ミニスカートから伸びる美脚がたまらない。スラっと長く適度に肉付きが良く、まるで『シエル女王様に踏んでほしいです』とか思ってしまうくらいの魅惑的な脚だ。
何だそれ! 見せつけてるのか!?
「男と密室で二人っきりなのに、普通その生足は無いだろ……」
つい愚痴が出てしまった。俺が我慢しているのに、シエルときたら無防備すぎるだろ。
「ふふっ♡ 効いてる効いてる」
「何か言ったか?」
「何も……」
シエルがボソッと何かつぶやいた気がする。
相変わらず変な女だな。
「喉が渇いた。何か飲み物を取ってくるね」
そう言ってシエルがドアに向かう。
途中で俺の方を振り向いて。
「壮太、部屋を荒らさないように」
「荒らさねーよ」
ガチャ!
ガチャ!
一旦ドアを閉めてから、またすぐに開いた。
シエルがドアから顔だけを出す。
「特に本棚は見ちゃダメ。見たら息の根止める」
「分かった分かった」
オヤクソクのセリフを吐きながら、今度こそ本当に出て行った。階段を下りる足音が聞こえるからな。

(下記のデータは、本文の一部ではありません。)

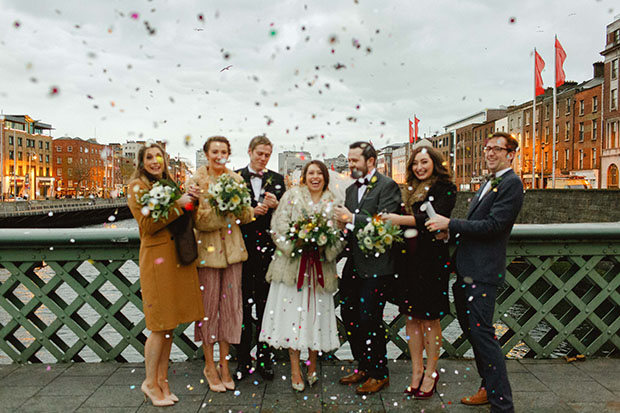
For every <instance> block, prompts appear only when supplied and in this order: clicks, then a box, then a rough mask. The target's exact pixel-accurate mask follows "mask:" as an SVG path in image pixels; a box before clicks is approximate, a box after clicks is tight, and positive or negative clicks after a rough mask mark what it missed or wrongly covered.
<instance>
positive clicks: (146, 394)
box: [140, 383, 174, 407]
mask: <svg viewBox="0 0 620 413" xmlns="http://www.w3.org/2000/svg"><path fill="white" fill-rule="evenodd" d="M140 390H141V391H142V393H143V394H144V401H146V399H147V398H148V399H149V400H151V403H152V404H153V406H155V407H166V406H173V405H174V402H173V401H172V400H170V399H167V398H165V397H164V398H163V399H161V400H159V399H157V398H156V397H155V395H154V394H153V393H152V392H151V391H150V390H149V388H148V387H147V385H146V383H142V386H140Z"/></svg>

「ふふっ、息の根止めるか。見ないと思うじゃん。見ちゃダメとか言われたら、絶対見るに決まってるだろ」
俺はすかさず本棚へとダッシュした。
「本棚にカーテンを付けるとか、それ覗いてくれって言ってるようなものだぞ。シエル」
ペラッ!
カーテンを捲った俺は固まった。そこにあった本が俺の想像を超えていたからである。
「えっ、これって……」
それはエッチな青年向けラブコメの数々。『僕と先生の熱い同居生活』『淫らな姉は好きですか?』『幼馴染のお姉ちゃんと禁断の関係♡』『義弟に〇かされちゃう!』他にも色々。
ちょっと過激な女性向けまで。
「しまった、本当に見てはいけないものだった。すまんシエル」
この場にいない義姉(義妹)に詫びた。これが逆だったら居たたまれない。
俺の同人誌お宝コレクションをシエルに見られたかと思うと……顔から火が出そうなほど恥ずかしいからな。
「しかしシエルよ、見られて困る本は別のところに隠せよ。机の奥とかさ」
そっとカーテンを戻した俺は、良い匂いがしそうなベッドへと誘われる。
「シエルのベッド……このまま布団にダイブして、思い切りシエルの匂いを堪能したい……。おっと、ダメだ! そんなシエルの信頼を裏切るような行為は」
本棚を覗いたのは無かったことにする俺だ。
自分でも何をやっているのかと思うが、熱くなった心と体はどうしようもない。
シエルがミニスカ生足なのが悪いんだ。部屋着なのに刺激的な格好しやがって。
くっそくっそ、ドキドキが止まらないぞ!
「あれは……」
ふと枕元の棚に置いてある写真立てが気になった。
ゲーセンで取ったぬいぐるみの横。引っ越し直後から置いてあった写真立てだ。その上には不自然に布が掛けてある。
「前から気になってたけど、この写真立ては何だろ?」
そっと布を取ると、そこには幼い頃の俺が写っていた。
生意気そうな顔の幼い俺。両隣にはダークブロンドの天使みたいに可愛い少女。シエルとノエル姉だ。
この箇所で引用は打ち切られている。